Seven parametric distributions (exponential, Weibull, Gompertz, γ, log-normal, log-logistic, and generalized γ) were fitted to the patient-level data for each outcome. The fit of each parametric model to the survival data was assessed through Akaike information criterion/Bayesian information criterion statistics, comparison with the Kaplan-Meier curves, and clinical expert opinion.
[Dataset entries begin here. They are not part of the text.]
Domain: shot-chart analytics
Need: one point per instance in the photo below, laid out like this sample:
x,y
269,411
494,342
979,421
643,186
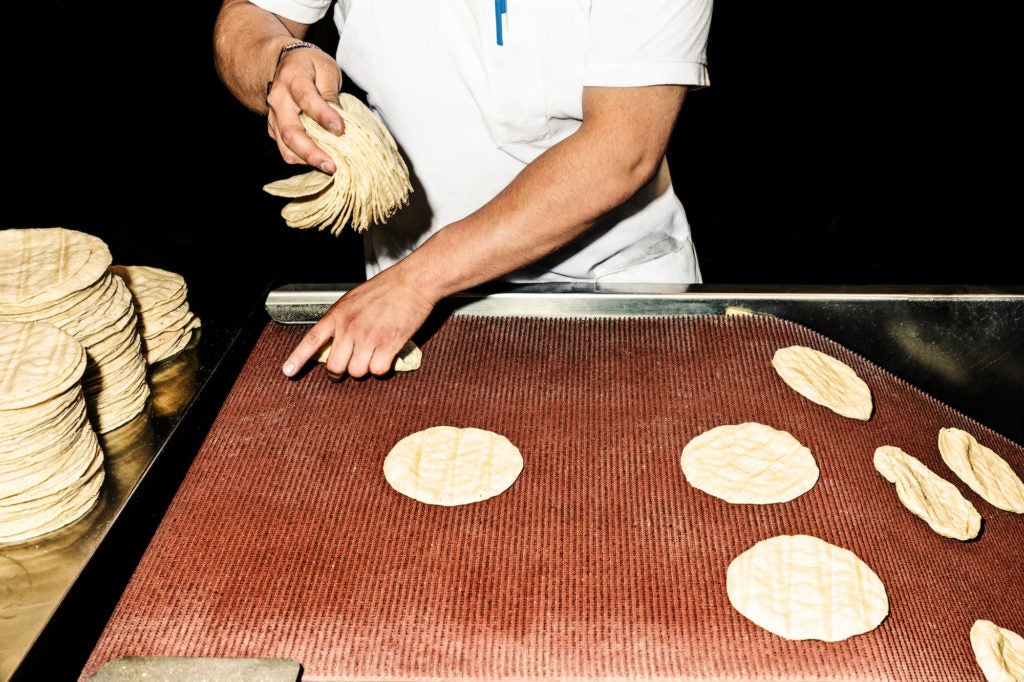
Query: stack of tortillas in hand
x,y
370,185
161,298
62,276
51,465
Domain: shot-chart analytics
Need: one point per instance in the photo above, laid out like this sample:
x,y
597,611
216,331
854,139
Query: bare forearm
x,y
247,42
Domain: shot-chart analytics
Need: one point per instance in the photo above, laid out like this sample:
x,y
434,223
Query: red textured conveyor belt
x,y
600,561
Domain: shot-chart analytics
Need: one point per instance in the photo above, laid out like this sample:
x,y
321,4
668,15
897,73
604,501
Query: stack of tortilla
x,y
165,320
51,465
61,276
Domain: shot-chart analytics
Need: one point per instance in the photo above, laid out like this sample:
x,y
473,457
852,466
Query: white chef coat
x,y
469,114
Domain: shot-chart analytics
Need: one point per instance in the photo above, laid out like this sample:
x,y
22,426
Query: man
x,y
536,129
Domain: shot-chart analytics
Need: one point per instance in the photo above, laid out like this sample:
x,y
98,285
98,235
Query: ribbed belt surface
x,y
599,562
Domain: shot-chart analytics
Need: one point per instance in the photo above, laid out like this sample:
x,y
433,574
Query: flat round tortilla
x,y
41,361
371,182
801,587
999,652
749,463
40,265
824,380
451,466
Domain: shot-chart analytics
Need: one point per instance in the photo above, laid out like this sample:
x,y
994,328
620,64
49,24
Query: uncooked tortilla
x,y
451,466
824,380
801,587
927,495
982,469
409,358
999,652
749,463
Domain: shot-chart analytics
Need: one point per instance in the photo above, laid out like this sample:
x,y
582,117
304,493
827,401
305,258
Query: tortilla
x,y
999,652
984,471
801,587
166,324
371,182
451,466
824,380
409,358
927,495
749,463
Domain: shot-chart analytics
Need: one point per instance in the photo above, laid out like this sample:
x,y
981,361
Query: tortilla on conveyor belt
x,y
451,466
999,652
371,182
982,469
408,359
801,587
749,463
824,380
928,495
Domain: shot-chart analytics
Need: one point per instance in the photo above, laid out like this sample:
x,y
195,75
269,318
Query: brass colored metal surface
x,y
36,574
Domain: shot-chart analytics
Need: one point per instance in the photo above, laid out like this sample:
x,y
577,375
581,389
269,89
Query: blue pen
x,y
500,9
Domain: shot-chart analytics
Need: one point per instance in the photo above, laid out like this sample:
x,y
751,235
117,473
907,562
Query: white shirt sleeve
x,y
647,42
303,11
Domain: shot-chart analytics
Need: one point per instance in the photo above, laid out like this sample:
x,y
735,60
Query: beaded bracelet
x,y
287,48
294,46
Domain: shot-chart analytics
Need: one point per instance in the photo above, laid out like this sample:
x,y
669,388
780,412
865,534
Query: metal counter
x,y
963,345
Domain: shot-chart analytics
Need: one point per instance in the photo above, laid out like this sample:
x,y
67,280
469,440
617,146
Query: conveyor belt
x,y
286,542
For all outcomes, there were limited differences in terms of how well each parametric curve fitted the observed data. The exponential curve was selected in the base case for both brigatinib and crizotinib for all outcomes. This represented the most conservative curve (ie, the lowest predicted survival), and the selection was validated by clinical experts.

HEALTH STATE UTILITIES

HRQoL was collected in ALTA-1L until 30 days after the last study dose with the European Organization for Research and Treatment of Cancer quality of life questionnaire (version 3.0)37 and the lung cancer–specific module (QLQ-LC13, version 3.0).38 European Organization for Research and Treatment of Cancer quality of life questionnaire data were mapped to European Quality of Life-five dimensions-3 levels utility scores (US tariff)39 using the best fitting response mapping algorithm published in Longworth et al.40 A mixed-effects regression model, to account for repeated measures, was then fitted to the data to estimate utility values for the different health states. Prognostic factors in the regression analysis included the presence of grade 3/4 adverse events (AEs), baseline European Quality of Life-five dimensions-3 levels index score, complete response, partial response, or stable disease (vs progressive disease). To reflect HRQoL throughout the model time horizon, and beyond the follow-up from ALTA-1L, multipliers sourced from the literature were applied accounting for the impact of CNS progression, chemotherapy, and best supportive care (Supplementary Table 1 (693.3KB, pdf) , available in online article). In addition, the model included a utility decrement associated with increasing age (−0.00026 each year).41

RESOURCE USE AND COSTS

All pharmacy costs were obtained from the Micromedex REDBOOK, and dosing schedules were aligned with marketing authorizations (Supplementary Table 5 (693.3KB, pdf) ).42-44 In the base case, dose interruptions/reductions associated with AEs or noncompliance were accounted for. The median relative dose intensities were 94.68% for brigatinib, 99.08% for crizotinib, and 100% for alectinib.17,45 Subsequent therapies were based on US clinical practice. Scenarios are presented that assume subsequent therapy use as per ALTA-1L (Supplementary Tables 2 and 8 (693.3KB, pdf) ) and exclude the use of dose intensity calculations.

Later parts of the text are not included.